Con il secondo motivo la ricorrente denunzia violazione e falsa applicazione di legge ex art. 360 n. 3 c.p.c. in relazione agli artt. 2697 c.c. e 166 c.p.c. In particolare sostiene che i giudici d'appello non hanno tenuto conto che incombe sul lavoratore provare l'ammontare della retribuzione che assume di avere ricevuto, per cui doveva tenersi conto della retribuzione indicata nella memoria difensiva dalla società datrice di lavoro e non di quella assunta dall'originario ricorrente.

Anche questo motivo è privo di fondamento.

Sulla base del principio generale di cui all'art. 2697 c.c. - in base al quale spetta al lavoratore dimostrare l'esistenza del rapporto lavorativo ed al datore di lavoro provare l'effettuato pagamento delle retribuzioni - il Tribunale , con una motivazione anche per questa parte corretta sul piano logico-giuridico, ha esattamente considerato come retribuzione effettivamente percepita dal lavoratore la somma che questi ha ammesso di avere percepito in costanza di rapporto,e su tale parametro ha, poi, correttamente calcolato le differenze retributive da corrispondersi ex art. 36 Cost. al lavoratore.

Con il terzo motivo la società ricorrente denunzia la violazione e falsa applicazione di legge ex art. 360 n. 3 c.p.c., in relazione all'art. 2721 c.c., 244 e 437 c.p.c. e, comunque, in violazione dell'art. 360 n. 5 c.p.c., per omessa e comunque insufficiente motivazione in ordine ad un punto decisivo della controversia. In particolare sostiene che il Tribunale ha ingiustamente omesso di ammettere la prova testimoniale richiesta nella memoria difensiva con appello incidentale ed ha invece accolto la richiesta di giuramento decisorio, avanzata solo in via subordinata. Incombeva, invece, al giudice d'appello provvedere sulla sua istanza istruttoria di prova testimoniale, in relazione alla quale doveva escludersi una sia pure implicita deliberazione negativa non essendosi il giudice limitato a tacere sul punto ma avendo all'opposto espressamente rilevato essere il giuramento l'unico elemento istruttorio ammesso. Questa Corte ha statuito che il giuramento decisorio deferito subordinatamente all'eventuale non ammissione di altri mezzi di prova richiesti in via principale può essere ammesso dal giudice del merito solo dopo che egli abbia escluso l'ammissibilità e la rilevanza dei suddetti mezzi. Peraltro, tale valutazione negativa, non esigendo una motivazione espressa, può risultare per implicito dall'"iter" logico seguito dal giudice che abbia dato ingresso soltanto al giuramento( cfr. in questi sensi Cass. 9 dicembre 1981 n.6507 cui "adde" in argomento anche : Cass. 5 marzo 1987 n. 2330, per l'affermazione che allorquando nel giudizio di secondo grado venga deferito dall'appellante giuramento decisorio dell'appellato, ma subordinatamente all'ipotesi che non si ritengano acquisiti elementi sufficienti per accogliere l'impugnazione , il giudice d'appello, nel mancato verificarsi di tale condizione, non può e non deve prendere in considerazione il mezzo istruttorio che la legge rimette alla disponibilità delle parti e che, quindi, non è ammissibile d'ufficio).
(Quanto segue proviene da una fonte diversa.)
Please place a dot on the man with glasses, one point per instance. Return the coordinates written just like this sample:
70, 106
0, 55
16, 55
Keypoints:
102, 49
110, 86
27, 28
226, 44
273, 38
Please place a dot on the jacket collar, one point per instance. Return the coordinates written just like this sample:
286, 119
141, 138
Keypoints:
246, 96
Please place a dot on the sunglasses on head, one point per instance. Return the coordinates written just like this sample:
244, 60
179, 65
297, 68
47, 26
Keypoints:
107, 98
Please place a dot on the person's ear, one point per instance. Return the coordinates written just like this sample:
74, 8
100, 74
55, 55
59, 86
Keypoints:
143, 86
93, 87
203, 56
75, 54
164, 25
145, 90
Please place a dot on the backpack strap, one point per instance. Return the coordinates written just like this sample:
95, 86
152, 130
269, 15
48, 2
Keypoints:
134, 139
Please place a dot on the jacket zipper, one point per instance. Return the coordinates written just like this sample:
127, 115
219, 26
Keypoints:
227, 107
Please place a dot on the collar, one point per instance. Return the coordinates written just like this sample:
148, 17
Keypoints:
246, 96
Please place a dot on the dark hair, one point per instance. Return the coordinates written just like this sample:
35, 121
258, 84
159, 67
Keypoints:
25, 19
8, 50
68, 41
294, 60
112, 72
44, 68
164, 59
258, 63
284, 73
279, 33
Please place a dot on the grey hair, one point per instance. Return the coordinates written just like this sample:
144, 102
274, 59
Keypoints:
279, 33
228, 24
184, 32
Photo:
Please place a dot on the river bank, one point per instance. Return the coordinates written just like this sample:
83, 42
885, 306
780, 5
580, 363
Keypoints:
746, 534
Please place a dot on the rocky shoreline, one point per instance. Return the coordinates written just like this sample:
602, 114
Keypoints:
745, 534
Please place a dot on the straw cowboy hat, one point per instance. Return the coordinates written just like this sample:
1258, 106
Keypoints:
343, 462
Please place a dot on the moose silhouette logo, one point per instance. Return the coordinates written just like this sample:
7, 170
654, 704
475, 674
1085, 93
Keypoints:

Per di più la censura del ricorrente non può trovare accoglimento anche per la mancata specificazione del contenuto della prova testimoniale, di cui lamenta la non ammissione da parte del giudice di merito. Il ricorso per cassazione deve presentare, infatti, l'autonomia necessaria a consentire, senza il sussidio di altre fonti, l'immediata individuazione delle questioni da risolvere e la loro decisività, sicché il ricorrente non può lamentare il vizio di motivazione della sentenza impugnata per avere omesso di considerare un elemento istruttorio asseritamente importante, limitandosi a rinviare - come è avvenuto nel caso di specie - agli atti del pregresso giudizio di appello ( cfr. ex "plurimis" : Cass. 26 maggio 1994 n. 5133; Cass. 5 marzo 1991 n. 2325; Cass. 4 marzo 1988 n. 2286).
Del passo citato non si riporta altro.